Adam Gilchrist says CA didn’t thoroughly investigate the ball-tampering incident
Bancroft’s comments didn’t just bring the ball-tampering fiasco back in the spotlight but also potentially blew a lid off CA’s script around the incident. Following its investigation, the board had said publicly that vice-captain Warner had told Bancroft to rub sandpaper on the ball with Smith doing nothing to stop that from happening.
CA, then, banned Smith and Warner from representing Australia for a year and suspended Bancroft for a period of nine months. Warner was also banned from donning the captaincy hat for life, while Smith barred from doing so for 2 years. But there was no mention of any of the bowlers involved in the on-field action, which was for long a cause of doubts on CA’s probe.

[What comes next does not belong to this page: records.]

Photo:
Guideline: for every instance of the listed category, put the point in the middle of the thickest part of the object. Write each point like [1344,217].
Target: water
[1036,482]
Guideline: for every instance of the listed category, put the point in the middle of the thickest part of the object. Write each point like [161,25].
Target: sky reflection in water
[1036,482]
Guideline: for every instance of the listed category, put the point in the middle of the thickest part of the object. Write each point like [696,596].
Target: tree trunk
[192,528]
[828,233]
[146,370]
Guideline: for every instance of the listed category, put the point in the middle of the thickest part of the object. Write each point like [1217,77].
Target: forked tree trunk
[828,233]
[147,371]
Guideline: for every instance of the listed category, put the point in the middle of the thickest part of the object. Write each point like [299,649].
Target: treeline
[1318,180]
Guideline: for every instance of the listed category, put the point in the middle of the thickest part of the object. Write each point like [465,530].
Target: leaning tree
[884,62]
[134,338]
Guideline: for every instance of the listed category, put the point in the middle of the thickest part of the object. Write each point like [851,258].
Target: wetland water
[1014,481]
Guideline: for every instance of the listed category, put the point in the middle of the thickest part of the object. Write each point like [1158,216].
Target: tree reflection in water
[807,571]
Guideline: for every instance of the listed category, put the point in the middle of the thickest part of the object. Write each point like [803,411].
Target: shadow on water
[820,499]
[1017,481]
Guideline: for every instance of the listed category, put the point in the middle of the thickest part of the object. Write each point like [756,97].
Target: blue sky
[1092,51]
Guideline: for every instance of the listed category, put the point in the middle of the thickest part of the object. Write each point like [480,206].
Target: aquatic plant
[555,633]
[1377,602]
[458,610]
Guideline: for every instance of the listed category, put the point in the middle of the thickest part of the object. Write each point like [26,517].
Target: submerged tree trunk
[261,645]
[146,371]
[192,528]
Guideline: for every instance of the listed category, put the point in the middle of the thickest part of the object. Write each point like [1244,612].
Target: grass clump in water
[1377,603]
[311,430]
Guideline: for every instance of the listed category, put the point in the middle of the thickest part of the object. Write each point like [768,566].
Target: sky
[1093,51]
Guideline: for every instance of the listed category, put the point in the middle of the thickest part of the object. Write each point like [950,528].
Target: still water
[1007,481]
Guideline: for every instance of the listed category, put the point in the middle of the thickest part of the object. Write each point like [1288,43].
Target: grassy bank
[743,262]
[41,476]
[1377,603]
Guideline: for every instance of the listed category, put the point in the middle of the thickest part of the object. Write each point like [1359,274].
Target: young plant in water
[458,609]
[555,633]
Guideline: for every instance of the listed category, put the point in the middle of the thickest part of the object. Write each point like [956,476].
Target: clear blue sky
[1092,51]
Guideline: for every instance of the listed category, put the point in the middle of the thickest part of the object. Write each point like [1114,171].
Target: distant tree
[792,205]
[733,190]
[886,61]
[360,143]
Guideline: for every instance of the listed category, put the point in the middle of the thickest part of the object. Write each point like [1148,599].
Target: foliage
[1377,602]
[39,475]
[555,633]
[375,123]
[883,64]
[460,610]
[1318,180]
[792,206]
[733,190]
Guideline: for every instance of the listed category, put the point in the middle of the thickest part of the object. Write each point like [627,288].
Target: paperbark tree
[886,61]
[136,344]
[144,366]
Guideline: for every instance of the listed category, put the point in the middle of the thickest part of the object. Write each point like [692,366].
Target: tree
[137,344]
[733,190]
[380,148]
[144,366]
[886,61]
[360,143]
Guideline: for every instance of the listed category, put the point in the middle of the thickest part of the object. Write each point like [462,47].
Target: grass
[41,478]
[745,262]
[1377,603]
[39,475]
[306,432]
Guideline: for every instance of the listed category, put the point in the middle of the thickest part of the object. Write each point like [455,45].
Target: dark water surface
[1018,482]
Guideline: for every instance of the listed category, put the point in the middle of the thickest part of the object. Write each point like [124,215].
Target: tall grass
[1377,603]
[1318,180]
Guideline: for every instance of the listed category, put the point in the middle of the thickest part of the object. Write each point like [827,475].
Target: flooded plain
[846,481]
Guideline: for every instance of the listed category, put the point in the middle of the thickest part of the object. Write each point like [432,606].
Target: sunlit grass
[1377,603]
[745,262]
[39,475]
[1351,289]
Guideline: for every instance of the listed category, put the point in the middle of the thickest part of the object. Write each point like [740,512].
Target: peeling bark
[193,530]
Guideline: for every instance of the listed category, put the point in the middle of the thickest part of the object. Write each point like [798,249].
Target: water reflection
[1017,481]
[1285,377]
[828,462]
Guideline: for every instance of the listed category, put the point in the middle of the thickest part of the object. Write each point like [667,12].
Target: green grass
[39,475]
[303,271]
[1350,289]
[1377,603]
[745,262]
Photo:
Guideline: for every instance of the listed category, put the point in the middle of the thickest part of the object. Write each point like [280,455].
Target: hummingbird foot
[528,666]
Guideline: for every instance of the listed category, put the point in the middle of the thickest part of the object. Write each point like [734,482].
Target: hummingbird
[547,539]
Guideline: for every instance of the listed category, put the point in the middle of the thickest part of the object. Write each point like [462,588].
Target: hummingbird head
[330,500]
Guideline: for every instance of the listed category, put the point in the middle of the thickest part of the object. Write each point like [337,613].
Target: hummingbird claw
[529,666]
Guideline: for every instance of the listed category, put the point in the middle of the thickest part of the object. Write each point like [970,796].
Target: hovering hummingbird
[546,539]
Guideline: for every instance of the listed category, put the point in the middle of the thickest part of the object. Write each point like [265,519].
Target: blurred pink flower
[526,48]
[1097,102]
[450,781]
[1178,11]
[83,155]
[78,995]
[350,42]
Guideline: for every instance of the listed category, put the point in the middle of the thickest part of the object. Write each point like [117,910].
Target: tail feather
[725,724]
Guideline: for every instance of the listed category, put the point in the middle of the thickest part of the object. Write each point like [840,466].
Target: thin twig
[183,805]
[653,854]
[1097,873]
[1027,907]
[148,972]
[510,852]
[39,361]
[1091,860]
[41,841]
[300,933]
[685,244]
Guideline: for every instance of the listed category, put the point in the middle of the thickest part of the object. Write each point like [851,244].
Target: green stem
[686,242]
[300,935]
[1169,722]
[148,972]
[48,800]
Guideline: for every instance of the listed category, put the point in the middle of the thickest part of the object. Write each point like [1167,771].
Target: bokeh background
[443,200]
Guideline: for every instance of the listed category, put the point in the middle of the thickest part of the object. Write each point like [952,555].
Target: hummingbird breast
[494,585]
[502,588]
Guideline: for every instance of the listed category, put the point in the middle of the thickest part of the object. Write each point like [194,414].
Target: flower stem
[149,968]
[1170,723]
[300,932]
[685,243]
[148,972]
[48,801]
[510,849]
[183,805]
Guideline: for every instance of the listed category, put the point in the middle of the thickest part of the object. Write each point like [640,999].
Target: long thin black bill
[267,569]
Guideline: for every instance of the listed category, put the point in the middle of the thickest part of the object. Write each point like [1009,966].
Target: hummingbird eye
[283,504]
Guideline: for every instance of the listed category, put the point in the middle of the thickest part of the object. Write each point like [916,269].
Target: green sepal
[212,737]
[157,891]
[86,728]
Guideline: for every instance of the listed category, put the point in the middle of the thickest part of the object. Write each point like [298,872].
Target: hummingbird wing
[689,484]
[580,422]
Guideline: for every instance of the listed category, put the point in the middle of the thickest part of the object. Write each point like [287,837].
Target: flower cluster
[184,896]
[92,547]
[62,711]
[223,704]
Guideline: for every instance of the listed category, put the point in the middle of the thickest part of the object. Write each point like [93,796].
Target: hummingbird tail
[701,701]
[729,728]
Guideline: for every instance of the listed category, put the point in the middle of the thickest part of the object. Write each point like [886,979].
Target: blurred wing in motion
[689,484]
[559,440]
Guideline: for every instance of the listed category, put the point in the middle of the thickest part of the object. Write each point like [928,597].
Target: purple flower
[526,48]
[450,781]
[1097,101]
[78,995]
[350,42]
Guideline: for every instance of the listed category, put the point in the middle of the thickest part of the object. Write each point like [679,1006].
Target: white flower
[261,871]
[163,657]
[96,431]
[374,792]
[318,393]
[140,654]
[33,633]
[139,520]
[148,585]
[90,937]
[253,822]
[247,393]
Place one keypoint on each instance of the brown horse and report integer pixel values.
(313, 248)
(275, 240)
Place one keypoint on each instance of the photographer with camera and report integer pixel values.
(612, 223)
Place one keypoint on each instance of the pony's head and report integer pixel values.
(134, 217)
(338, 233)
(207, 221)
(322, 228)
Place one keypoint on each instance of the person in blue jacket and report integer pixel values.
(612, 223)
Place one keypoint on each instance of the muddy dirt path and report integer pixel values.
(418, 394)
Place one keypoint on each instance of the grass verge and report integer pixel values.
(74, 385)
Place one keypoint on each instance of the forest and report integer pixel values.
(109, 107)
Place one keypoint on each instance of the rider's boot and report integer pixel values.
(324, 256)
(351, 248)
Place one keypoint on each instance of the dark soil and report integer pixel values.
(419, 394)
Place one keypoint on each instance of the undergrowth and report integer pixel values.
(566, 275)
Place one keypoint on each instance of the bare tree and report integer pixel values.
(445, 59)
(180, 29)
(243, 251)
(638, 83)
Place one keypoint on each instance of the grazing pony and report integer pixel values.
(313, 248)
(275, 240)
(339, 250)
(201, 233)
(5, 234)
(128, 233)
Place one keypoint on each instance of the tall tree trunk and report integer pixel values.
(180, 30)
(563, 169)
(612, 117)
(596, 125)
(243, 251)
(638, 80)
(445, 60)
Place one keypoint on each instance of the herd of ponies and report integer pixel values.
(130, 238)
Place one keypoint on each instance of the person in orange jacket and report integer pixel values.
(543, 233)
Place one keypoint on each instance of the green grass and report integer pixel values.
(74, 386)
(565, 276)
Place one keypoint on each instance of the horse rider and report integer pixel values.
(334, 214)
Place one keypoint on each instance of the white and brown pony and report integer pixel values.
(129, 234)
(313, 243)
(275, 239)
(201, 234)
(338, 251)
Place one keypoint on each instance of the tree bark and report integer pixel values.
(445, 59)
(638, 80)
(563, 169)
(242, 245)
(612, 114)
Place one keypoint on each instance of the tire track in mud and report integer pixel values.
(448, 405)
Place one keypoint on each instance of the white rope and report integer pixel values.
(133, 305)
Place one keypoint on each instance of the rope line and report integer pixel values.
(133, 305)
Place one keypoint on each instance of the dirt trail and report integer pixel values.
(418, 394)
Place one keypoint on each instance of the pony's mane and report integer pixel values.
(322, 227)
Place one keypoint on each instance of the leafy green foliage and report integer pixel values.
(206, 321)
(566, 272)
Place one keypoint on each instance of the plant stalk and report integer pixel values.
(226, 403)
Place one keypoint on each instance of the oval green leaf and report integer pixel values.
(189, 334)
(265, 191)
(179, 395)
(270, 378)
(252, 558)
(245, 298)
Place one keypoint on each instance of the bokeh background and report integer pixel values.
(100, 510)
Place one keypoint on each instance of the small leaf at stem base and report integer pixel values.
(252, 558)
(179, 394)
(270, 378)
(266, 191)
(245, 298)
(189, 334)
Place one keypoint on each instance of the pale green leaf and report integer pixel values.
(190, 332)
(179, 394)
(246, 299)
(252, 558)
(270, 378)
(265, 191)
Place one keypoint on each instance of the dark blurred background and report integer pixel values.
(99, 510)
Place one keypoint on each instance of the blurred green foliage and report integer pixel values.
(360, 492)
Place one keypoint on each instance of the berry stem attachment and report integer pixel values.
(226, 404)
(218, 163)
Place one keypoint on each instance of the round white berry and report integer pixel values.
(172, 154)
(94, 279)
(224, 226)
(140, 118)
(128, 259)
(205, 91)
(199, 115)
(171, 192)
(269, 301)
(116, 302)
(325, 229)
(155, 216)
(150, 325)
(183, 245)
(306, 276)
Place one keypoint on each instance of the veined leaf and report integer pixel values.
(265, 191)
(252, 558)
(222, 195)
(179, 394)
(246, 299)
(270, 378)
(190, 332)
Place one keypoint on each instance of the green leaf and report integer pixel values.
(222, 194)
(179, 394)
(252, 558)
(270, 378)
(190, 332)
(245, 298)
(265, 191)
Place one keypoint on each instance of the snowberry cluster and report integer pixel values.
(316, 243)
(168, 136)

Adam Gilchrist said ball-tampering had been prevalent in world cricket for long, but CA, on its part, did not bother to take corrective measures to stop that.
“They (CA) did not investigate to see whether it was systemic, had that been going on and on and on. Around the cricketing globe it was widely accepted a lot of teams were doing it,” Gilchrist said.
“You haven’t seen any reverse swing since that incident as a general statement across world cricket. Very minimal reverse swing.”
“The positive that has come out with that punishment is it seems to have been eradicated from the game because it was getting out of control around the entire cricket world, not just the Australian cricket team,” Adam Gilchrist added.
“They (CA) did not want to go any deeper than that superficial example of ball-tampering.”
CA did mention, though, following Bancroft’s remarks that it is willing to re-open investigation in the matter, which would put the likes of Cummins, Hazlewood and Starc under scanner in a year where Australia are scheduled to host England for the Ashes.